Война! Война! Предвещали ее и знамения в небесах, и возбужденные лица человеческие, и пересверк мечей, и ночами собачий вой возле хат, и ржание коней, чуявших кровь. Война! Дворянство по всем землям, поветам, усадьбам и мелкопоместьям извлекало из чуланов старые мечи и доспехи, молодежь распевала песни об Иеремии, а женщины молились у алтарей. И поднялись вооруженные человеки от Пруссии до Лифляндии, от Великой Польши и многолюдной Мазовии аж — гей! — до божьих верхов татранских и темных чащоб бескидских.
Война разумелась сама собою. Разбойное движение Запорожья и народное восстание украинской черни нуждались в каких-то более высоких идеалах, чем резня и разбой, чем борьба с панщиной и магнатскими латифундиями. Это хорошо понял Хмельницкий и, воспользовавшись тлеющим недовольством, обоюдными злоупотреблениями и утеснениями, каковых в тогдашние суровые времена всегда хватало, социальную борьбу обратил в религиозную, раздул народный фанатизм и с самого начала бездну меж обоими лагерями разверзнул
— пропасть, которую не пергаменты и переговоры, но кровь человеческая могла только заполнить.
Однако всею душою жаждя переговоров, только себя и собственные войска хотел он спасти. А потом?.. Про то, чему быть потом, гетман запорожский не думал, в будущее не вглядывался и не обеспокоивался им.
Но не знал он, однако, что эта разверстая его усилиями пропасть столь бездонна, что никакими переговорами не заровнять ее даже на то время, какое ему, Хмельницкому, было необходимо. Незаурядный политик не угадал, что кровавых плодов своей деятельности вкусить в покое он не сможет.

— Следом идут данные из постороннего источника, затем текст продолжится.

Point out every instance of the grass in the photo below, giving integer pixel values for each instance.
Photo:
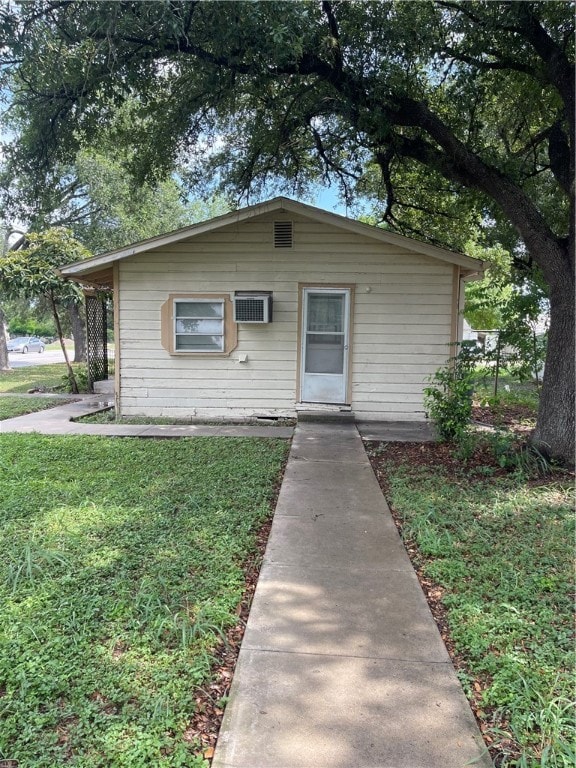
(109, 417)
(122, 567)
(18, 406)
(35, 377)
(501, 548)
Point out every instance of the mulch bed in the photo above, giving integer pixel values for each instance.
(206, 721)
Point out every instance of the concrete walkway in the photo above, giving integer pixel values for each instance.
(58, 421)
(342, 665)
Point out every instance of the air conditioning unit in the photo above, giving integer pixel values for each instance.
(252, 307)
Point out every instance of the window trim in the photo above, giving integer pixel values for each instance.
(168, 324)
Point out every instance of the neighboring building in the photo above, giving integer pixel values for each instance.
(347, 315)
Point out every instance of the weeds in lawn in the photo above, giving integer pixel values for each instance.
(500, 548)
(122, 570)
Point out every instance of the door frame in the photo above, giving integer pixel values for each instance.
(350, 287)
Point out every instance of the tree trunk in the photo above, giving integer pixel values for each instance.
(554, 434)
(78, 332)
(4, 360)
(71, 377)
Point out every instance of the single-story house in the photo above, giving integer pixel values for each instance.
(277, 307)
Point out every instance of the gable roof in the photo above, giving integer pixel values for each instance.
(99, 264)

А ведь нетрудно было предвидеть, что, когда противу друг друга встанут вооруженные тьмы, пергаментом для составления договорных грамот станут поля, а перьями — мечи и копья.
Поэтому тогдашние события неминуемо катились к войне. Даже люди неискушенные инстинктивно угадывали, что иначе оно быть не может, и по всей Речи Посполитой все больше взоров обращалось к Иеремии, провозгласившему с самого начала войну не на жизнь, а на смерть. В тени могучей этой фигуры все более тускнели канцлер, и воевода брацлавский, и региментарии, а среди последних даже могучий князь Доминик, верховным назначенный командующим. Их авторитет и значение падали, слабело послушание власти, которую они исполняли. Войску и шляхте велено было стягиваться ко Львову, а затем к Глинянам, и, действительно, отовсюду собирались все более многочисленные рати. Подходила кварта, за нею — землевладельцы соседних воеводств. Но тут уже и новые поветрия стали угрожать авторитету Речи Посполитой. Не только менее дисциплинированные хоругви народного ополчения, не только господские дружины, но и регулярные квартовые воины, явившись к месту сбора, отказывались повиноваться региментариям и, вопреки приказу, отправлялись в Збараж, дабы служить под началом Иеремии. Таково поступили воеводства Киевское и Брацлавское, шляхта из которых в основном уже и так служила под командованием Иеремии; к нему пошли русские, любельские, за ними — коронные войска. И можно было теперь с уверенностью сказать, что и прочие последуют их примеру.